The article is a nice summary. I think the author missed a key argument for his multi-model case, AWS costs. Short queries via Spark/Hadoop will cost more on AWS than a focused graph model on dedicated graph DB / multi-model DB on AWS.
Thanks for the article. Seems like a good appeoach to combine the strenghts of both graph & Hadoop. Wonder which other, in addtion to the described ones, use cases could be suitable here.
We get good visibility into what folks do in practice based on their use of Graphistry: we're a DB-agnostic scalable visual graph analytics environment, so we've been seeing (& assisting) what analysts do standalone / what developers build / what data scientists do from notebooks.
1. Most graphs are small (< 100M nodes & edges, probably even < 1M). So analysts just load a CSV directly into us or dump into pandas and work from there. Most Graphistry users do this. It became so common that we baked in a transform to our library that shortcuts the data wrangling problem of SQL/CSV records -> node table + edge table via our "hypergraph" transform.
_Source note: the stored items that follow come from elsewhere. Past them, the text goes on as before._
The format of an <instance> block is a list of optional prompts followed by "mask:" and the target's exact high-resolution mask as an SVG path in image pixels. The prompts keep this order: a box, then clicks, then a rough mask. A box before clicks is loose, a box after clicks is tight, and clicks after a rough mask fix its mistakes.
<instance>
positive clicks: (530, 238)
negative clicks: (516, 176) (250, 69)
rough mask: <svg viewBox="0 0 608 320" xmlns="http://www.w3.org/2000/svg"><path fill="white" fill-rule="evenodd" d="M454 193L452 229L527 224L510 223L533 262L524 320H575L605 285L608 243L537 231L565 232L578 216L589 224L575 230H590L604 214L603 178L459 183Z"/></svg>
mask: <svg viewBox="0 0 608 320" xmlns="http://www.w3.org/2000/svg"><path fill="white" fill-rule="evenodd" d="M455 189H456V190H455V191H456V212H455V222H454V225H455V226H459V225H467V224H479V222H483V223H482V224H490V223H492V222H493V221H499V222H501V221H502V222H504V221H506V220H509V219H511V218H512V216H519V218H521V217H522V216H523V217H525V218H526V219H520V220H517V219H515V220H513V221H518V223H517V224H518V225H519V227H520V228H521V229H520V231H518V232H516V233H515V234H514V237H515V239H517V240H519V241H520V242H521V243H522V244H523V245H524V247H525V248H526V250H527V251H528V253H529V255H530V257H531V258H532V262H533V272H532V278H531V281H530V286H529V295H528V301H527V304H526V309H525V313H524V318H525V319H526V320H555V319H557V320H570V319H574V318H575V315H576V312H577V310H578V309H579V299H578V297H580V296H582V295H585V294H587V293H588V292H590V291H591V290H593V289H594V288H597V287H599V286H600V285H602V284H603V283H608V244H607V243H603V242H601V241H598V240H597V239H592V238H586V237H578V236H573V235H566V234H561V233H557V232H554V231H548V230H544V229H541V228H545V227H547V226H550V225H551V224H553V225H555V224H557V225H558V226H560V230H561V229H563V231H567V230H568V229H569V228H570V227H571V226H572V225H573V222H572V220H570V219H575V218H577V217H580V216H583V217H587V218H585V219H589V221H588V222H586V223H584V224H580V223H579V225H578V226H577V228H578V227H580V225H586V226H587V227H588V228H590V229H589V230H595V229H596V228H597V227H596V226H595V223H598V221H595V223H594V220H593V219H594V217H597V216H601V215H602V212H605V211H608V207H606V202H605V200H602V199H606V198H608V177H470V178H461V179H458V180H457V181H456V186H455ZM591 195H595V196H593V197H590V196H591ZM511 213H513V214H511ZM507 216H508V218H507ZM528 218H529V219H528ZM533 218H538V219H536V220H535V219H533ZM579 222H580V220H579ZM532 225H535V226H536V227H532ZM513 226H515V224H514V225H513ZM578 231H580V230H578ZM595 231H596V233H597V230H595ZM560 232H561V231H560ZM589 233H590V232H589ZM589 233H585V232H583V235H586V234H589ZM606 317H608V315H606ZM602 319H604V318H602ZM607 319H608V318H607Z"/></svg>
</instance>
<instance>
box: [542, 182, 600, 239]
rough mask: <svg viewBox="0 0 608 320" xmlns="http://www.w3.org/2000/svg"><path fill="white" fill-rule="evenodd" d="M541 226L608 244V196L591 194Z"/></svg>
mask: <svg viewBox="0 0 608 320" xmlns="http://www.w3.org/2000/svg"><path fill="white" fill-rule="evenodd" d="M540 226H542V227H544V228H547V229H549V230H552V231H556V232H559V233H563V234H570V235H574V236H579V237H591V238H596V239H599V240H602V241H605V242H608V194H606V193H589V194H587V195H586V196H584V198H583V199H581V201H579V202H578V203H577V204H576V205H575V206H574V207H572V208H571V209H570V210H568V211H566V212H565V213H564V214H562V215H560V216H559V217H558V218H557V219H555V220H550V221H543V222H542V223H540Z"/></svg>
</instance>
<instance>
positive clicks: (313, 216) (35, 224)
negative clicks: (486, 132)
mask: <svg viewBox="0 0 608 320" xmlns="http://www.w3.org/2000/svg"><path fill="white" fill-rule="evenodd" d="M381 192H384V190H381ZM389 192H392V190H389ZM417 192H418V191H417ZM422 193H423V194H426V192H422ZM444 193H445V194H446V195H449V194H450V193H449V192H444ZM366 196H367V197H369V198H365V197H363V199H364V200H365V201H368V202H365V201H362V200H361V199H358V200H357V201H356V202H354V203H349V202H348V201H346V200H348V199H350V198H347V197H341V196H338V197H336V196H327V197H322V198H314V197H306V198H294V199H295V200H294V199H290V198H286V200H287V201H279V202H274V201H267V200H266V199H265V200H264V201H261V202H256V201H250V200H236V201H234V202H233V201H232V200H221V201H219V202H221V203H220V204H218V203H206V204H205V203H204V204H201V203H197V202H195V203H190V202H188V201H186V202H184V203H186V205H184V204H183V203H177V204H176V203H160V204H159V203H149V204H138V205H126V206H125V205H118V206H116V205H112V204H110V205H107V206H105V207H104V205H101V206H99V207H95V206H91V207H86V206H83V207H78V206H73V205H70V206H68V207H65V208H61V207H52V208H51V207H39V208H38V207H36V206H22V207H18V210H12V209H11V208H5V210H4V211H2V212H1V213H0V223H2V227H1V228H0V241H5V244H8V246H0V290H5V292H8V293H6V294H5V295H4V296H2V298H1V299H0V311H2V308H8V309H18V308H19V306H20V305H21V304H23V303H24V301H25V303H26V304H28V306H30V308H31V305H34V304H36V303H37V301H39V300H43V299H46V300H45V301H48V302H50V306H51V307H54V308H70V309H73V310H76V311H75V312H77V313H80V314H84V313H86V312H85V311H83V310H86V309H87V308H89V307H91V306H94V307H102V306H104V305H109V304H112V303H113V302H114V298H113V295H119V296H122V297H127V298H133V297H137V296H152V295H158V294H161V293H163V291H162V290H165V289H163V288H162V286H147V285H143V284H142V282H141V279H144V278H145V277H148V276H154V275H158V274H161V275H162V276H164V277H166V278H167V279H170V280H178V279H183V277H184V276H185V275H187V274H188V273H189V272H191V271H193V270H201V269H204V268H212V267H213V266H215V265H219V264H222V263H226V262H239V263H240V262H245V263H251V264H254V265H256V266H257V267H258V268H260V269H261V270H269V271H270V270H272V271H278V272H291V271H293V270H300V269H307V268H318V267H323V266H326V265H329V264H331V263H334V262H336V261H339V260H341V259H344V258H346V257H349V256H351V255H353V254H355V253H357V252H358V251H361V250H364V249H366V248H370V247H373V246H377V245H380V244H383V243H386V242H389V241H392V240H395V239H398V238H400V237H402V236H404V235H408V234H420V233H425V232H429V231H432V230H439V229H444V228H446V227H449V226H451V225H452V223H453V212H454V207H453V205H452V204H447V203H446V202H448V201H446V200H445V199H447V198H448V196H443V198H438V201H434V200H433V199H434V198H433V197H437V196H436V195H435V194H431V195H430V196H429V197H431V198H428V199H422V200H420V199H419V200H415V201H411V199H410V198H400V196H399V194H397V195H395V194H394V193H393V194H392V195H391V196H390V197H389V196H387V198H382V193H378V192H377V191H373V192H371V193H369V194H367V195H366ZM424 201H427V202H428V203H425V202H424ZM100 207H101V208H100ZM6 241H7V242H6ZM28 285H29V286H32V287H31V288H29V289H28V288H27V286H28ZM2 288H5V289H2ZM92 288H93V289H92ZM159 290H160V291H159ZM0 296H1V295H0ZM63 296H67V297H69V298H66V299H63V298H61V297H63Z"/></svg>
2. Sometimes the data is too big or they want to use a query language they're more comfortable with vs. Pandas. We'll see a bunch of SQL (incl. Spark), Splunk, Elastic, etc. when approach #1 isn't enough. No need for Neo4j/Titan/GraphX for that problem. If they end up doing this a lot, Neo4j ends up being a sensible choice because of the ergonomics of the Cypher query language.
3. Sometimes, graph queries or analytics _are_ technically critical. We'll see mostly analytics via use of NetworkX or maybe iGraph, such as for slightly better community detection, or something smarter than degrees for node sizes. Sometimes we'll see query langs, probably Neo4j because (I'm guessing) the database is packaged accessibly. For ergonomic reasons, I've been expecting the efforts around OpenCypher for Spark will eventually supplant GraphX for the exploratory case, and we'll start seeing more Janus as it gains more steam.
4. Even more occasionally, people are building true graph algorithms that cannot be sufficiently approximated with their existing tools. E.g., we're seeing a bunch more in the knowledge graph space (ex: finance), and in security/fraud, we're seeing the bigger enterprises needing the same for correlation work. This gets into powering latency-sensitive ML / detection algorithms, fast analyst experiences, etc. However, stuff like regular SQL & Splunk & Spark still gets _most_ teams mostly there with great scaleout etc., so there's a bit of a problem/time/budget/expertise thing going on.
We've been happy to support all these kinds of projects at Graphistry -- and are often part of the entry into them -- so always happy to chat about it. Likewise, I'm not listing work by good teams like those at Datastax Graph, Blazegraph, and Amazon Neptune -- we see them, just they're used more in specific enterprise/federal scenarios.
Author of posted article here: thanks for the additional pointers. It seems that graphistry excels at visualization. Essentially, your offering confirms the main story of the article: make more out of your (graph) data by extracting it from Hadoop to a different tool.
And obviously, one should use the right tool for the purpose
. I think graphistry is a good choice for graph visualization, graph databases like ArangoDB or Neo4j will be good at ad hoc traversals. And multi-model databases like ArangoDB or OrientDB will be good at a wide range of ad hoc queries. Anyway, thanks again for the pointers.
Yep. Maybe the observation is (1) data has gravity -- it was originally in another non-graph-specific DB -- and (2) the graph structure part is normally small. So we indeed see a lot of extraction into easier-to-use systems.
The nuance being... with stuff like data science notebooks and pandas, the people skilled enough to do extraction are also skilled enough that it's easier to just use pandas. The exception is repeat work or when it is for regular analysts. Friendly query languages like Neo4j's Cypher helps there. Not sure what Arango supports... Gremlin? Proprietary?
Graphistry's environment is agnostic, and _not_ a database, so it'd be wrong of me to advocate teams drop their system of record and use just us ;-) We ended up building a visual "playbook" investigation environment to help teams streamline these scenarios. They run visual playbooks against their legacy db (splunk, elastic, sql, ...) for faux-graph queries, or their new graph db for deeper ones (e.g., path queries). So we're more of the system of record + superpowers for your investigations, kind of like a smarter version of what Tableau/Looker do for SQL.